Events during the summer of 2019 (described in more detail here) wound up requiring a bunch of new monitoring and analysis code, especially of the Description and CrimeType fields associated with daily incident records and how these were being classified by OakCrime.org into the CrimeCatOAK classification hierarchy. This note summarizes features of the new classification system developed from this work and now in use, and compares it to an alternative.
CrimeCatOAK is a hierarchy of 71 categories listed here. The process of assigning incidents to categories depends on three attributes:
1.Penal codes (a list of California Penal Code references)
2.Crime type (a text field)
3.Description (text field)
Code implementing this simple classification process is available here.
Interpretting Penal Codes
The most specific and unambiguous attribute related to a crime incident is its California Penal Code. At present the only incidents for which OPD provides this are those mentioned in the Patrol Logs, posted at Box.com.
Analyzing these has resulted in a mapping from the most frequent to CrimeCatOAK categories. This mapping is implemented by the data table found in misc/penalCode2CrimeCat.csv. This includes a small number of (what appear to be) “qualifier” penal codes, e.g., PC664 seems to imply attempted. With these exceptions, the code i uses the first PC code in the list and classifies it using the data table. If a PC code is not found in that table, a null (empty string) value is returned
When available, the classification based on penal code is preferred. In the majority of cases, however, assignment is based on two variable text fields.

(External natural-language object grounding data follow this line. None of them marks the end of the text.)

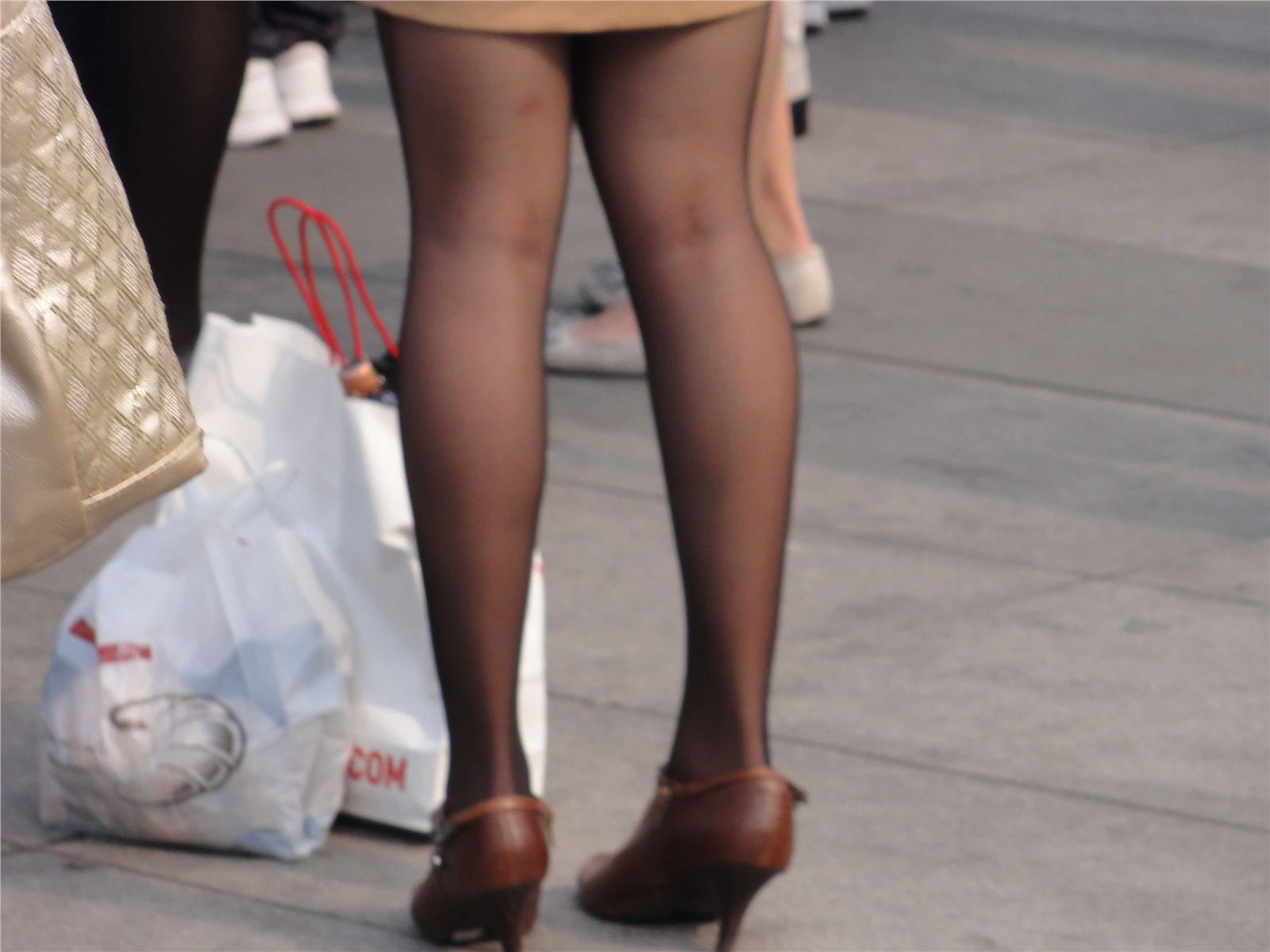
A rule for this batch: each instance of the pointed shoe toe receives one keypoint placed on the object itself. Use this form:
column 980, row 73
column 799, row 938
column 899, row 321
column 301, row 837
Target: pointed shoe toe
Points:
column 702, row 852
column 487, row 873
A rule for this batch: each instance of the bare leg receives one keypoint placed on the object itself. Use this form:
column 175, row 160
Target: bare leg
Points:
column 486, row 129
column 667, row 117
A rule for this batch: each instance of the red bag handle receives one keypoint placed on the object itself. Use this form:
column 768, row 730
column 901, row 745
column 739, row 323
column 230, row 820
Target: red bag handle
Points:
column 306, row 283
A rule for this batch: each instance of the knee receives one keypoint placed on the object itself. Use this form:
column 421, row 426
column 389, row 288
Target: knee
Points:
column 691, row 221
column 520, row 230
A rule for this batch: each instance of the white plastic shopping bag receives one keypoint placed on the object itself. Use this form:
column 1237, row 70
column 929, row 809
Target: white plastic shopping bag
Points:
column 198, row 691
column 352, row 505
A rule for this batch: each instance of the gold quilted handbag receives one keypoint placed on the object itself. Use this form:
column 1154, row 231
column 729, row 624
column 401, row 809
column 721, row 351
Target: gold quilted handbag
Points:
column 95, row 418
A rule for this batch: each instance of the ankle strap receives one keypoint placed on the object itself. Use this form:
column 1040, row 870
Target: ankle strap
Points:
column 671, row 789
column 444, row 827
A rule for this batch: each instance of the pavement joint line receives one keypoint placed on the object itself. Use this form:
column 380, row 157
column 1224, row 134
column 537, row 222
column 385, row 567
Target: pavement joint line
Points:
column 25, row 846
column 1145, row 143
column 945, row 770
column 1100, row 37
column 1073, row 575
column 901, row 207
column 992, row 378
column 228, row 894
column 1181, row 590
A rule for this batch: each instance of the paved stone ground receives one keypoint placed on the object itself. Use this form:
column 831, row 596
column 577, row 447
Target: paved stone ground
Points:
column 1024, row 668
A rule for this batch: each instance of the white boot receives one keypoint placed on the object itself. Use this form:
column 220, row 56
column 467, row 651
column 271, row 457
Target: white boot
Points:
column 258, row 117
column 304, row 80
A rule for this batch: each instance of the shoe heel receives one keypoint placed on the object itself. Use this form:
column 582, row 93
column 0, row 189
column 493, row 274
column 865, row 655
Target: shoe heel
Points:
column 508, row 914
column 736, row 886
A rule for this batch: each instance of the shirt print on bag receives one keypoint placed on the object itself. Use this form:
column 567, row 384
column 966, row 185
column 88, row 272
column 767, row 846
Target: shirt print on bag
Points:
column 196, row 746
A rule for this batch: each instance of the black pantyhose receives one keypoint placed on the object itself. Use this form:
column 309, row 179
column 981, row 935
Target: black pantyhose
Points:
column 666, row 116
column 163, row 79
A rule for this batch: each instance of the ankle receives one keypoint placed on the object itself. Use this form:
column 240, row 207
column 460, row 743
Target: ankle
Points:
column 469, row 785
column 690, row 762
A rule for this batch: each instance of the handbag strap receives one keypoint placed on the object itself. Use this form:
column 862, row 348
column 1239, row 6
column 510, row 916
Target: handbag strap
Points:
column 306, row 282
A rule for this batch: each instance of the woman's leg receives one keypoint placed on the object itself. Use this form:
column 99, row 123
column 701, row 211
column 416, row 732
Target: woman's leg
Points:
column 667, row 117
column 486, row 130
column 772, row 190
column 163, row 79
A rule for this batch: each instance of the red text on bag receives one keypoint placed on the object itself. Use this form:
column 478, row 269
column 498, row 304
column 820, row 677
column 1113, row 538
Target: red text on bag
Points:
column 378, row 770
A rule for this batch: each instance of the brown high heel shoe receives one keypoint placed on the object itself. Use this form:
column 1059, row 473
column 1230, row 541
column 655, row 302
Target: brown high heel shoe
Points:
column 700, row 854
column 487, row 869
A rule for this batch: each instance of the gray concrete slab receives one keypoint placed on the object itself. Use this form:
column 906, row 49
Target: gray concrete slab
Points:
column 57, row 903
column 1109, row 319
column 964, row 465
column 29, row 621
column 914, row 56
column 1024, row 654
column 1240, row 571
column 1106, row 689
column 888, row 857
column 892, row 858
column 1213, row 205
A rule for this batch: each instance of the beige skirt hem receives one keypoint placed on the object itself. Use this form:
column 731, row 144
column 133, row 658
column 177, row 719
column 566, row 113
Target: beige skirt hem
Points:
column 562, row 16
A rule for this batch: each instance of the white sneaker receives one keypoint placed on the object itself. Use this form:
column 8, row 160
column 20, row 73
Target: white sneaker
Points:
column 304, row 80
column 258, row 117
column 806, row 286
column 804, row 279
column 849, row 8
column 565, row 352
column 816, row 16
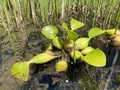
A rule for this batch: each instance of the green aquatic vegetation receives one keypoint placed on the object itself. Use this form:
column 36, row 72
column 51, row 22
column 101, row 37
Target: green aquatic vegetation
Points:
column 76, row 47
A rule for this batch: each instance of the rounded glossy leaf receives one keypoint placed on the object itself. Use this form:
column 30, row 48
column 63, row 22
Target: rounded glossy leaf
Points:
column 21, row 70
column 82, row 43
column 44, row 57
column 58, row 42
column 61, row 65
column 50, row 31
column 95, row 32
column 76, row 54
column 72, row 35
column 87, row 50
column 95, row 58
column 68, row 44
column 65, row 26
column 75, row 24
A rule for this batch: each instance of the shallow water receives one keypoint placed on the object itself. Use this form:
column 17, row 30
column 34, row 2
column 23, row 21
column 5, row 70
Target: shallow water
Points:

Using CrimeType and Description attributes
Analysis of years of incidents published by OPD shows great variability in the choice of the texts in the CrimeType and Description fields. Further statistical and lexical analysis of these fields will continue to be an important issue in further work, but preliminary analysis has resulted in a simple heuristic method with a reasonable balance between performance and transparency.
This method uses a data table (found in misc/crimeCatCDMatch.csv ) of almost 200 match rules defined across CrimeType, Description, or both. Incidents matching a rule specifying both CrimeType and Description are checked first, then those depending only on Description, and finally those depending on CrimeType; the precidence of Description over CrimeType is because the Descriptions are in general more specific than the generic CrimeType.
Comparison of CrimeCatOAK vs. CrimeType
These methods are able to assign a CrimeCatOAK category in about than 97% of cases. So what? What’s the hierarchy good for? One way to motivate the system is to contrast it with the CrimeType text field provided directly by OPD. The plot below shows a frequency distribution of the CrimeTypes assigned by OPD using 2014-2019 data. Two categories each have more than 25000 instances. Approximately 15000 are not assigned a CrimeType. But other than these and around 10 other categories, all other categories are used much less frequently.
Contrast this with the distribution generated using CrimeCatOAK.
The same/corresponding two categories have the same very large instance sets. Only about 3500 are left unclassified. One important difference is that, relying on along with penal codes when avaiable, and both CrimeType and Description text fields, CrimeCatOAK has “spread out” the incidents across more categories with significant frequencies. Further, the plot below re-orders the categories to reflect their hierarchic organization:
This hierarchic organization will support “semantic zooming” into the categories by OakCrime.org.